Ein unkontrollierter Schauer rann über ihren Rücken, dort, wo seine Hand sie gestreichelt hatte. »Das musst du schon selbst herausfinden.« Sie hob ihm die Lippen einladend entgegen, dabei wagte sie kaum zu atmen, weil der lang ersehnte Kuss endlich Wirklichkeit werden würde.

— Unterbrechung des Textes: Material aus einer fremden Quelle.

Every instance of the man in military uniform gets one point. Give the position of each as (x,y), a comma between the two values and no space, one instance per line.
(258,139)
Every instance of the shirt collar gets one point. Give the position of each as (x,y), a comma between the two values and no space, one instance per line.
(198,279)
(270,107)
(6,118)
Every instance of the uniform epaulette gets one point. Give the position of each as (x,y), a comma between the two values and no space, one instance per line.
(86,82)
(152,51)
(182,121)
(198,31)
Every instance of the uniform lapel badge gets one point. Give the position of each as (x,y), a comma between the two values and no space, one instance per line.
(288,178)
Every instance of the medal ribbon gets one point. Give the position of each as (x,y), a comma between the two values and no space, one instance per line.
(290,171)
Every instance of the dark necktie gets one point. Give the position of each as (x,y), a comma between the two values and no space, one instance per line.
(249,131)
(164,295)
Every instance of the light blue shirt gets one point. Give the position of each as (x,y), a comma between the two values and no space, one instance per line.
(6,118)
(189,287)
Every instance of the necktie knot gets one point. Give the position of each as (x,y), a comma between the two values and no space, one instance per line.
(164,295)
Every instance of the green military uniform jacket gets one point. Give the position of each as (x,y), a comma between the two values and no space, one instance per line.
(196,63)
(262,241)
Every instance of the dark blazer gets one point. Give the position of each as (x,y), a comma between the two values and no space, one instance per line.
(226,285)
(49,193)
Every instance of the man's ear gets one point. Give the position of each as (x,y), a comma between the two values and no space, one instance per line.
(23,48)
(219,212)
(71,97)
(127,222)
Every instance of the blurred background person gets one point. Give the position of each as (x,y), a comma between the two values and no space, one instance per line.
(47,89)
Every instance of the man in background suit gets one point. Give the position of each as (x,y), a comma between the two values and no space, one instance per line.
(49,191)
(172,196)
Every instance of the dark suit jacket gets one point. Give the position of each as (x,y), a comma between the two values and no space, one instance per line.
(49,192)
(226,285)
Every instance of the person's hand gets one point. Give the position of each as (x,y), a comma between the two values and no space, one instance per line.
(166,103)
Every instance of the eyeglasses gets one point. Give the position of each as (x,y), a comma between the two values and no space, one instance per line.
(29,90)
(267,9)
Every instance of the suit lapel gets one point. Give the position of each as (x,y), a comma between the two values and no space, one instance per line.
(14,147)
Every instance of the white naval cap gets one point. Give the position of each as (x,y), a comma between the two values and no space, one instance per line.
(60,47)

Zuerst berührten seine Lippen die ihren vorsichtig, dann presste er seine Lippen auf ihre, und der Kuss wurde intensiver. Alexandra war verloren. Sie schlang die Arme um seinen Hals, und er zog sie eng an sich. Verlangen ergriff Besitz von ihr und verwandelte ihre Sehnsucht in Begehren.

Nick zog sie an seinen harten Körper, umfasste ihren Po und presste ihren Unterleib gegen sein hart aufgerichtetes Glied. Dann hob er sie hoch und rieb sie mit kreisenden Bewegungen gegen seine Erregung, und sorgte dafür, dass sie fühlen konnte, wie sein Glied pulsierte und seine Hitze in ihren Körper drang.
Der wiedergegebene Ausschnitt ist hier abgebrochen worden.